Maric D(#)(1), Jahanipour J(#)(2)(3), Li XR(3), Singh A(3), Mobiny A(3), Van Nguyen H(3), Sedlock A(2), Grama K(3), Roysam B(4).
Author information:
(1)National Institute of Neurological Disorders and Stroke, Bethesda, MD, 20892, USA. [Email]
(2)National Institute of Neurological Disorders and Stroke, Bethesda, MD, 20892, USA.
(3)Cullen College of Engineering, University of Houston, Houston, TX, 77204, USA.

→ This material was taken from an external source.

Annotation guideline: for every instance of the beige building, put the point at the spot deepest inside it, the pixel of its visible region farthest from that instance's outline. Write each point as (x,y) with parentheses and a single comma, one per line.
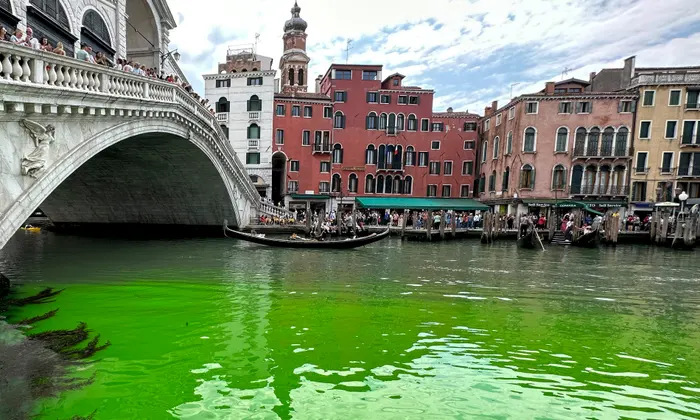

(4)Cullen College of Engineering, University of Houston, Houston, TX, 77204, USA. [Email]
(#)Contributed equally

Abstract

Mapping biological processes in brain tissues requires piecing together numerous histological observations of multiple tissue samples. We present a direct method that generates readouts for a comprehensive panel of biomarkers from serial whole-brain slices, characterizing all major brain cell types, at scales ranging from subcellular compartments, individual cells, local multi-cellular niches, to whole-brain regions from each slice. We use iterative cycles of optimized 10-plex immunostaining with 10-color epifluorescence imaging to accumulate highly enriched image datasets from individual whole-brain slices, from which seamless signal-corrected mosaics are reconstructed. Specific fluorescent signals of interest are isolated computationally, rejecting autofluorescence, imaging noise, cross-channel bleed-through, and cross-labeling. Reliable large-scale cell detection and segmentation are achieved using deep neural networks. Cell phenotyping is performed by analyzing unique biomarker combinations over appropriate subcellular compartments. This approach can accelerate pre-clinical drug evaluation and system-level brain histology studies by simultaneously profiling multiple biological processes in their native anatomical context.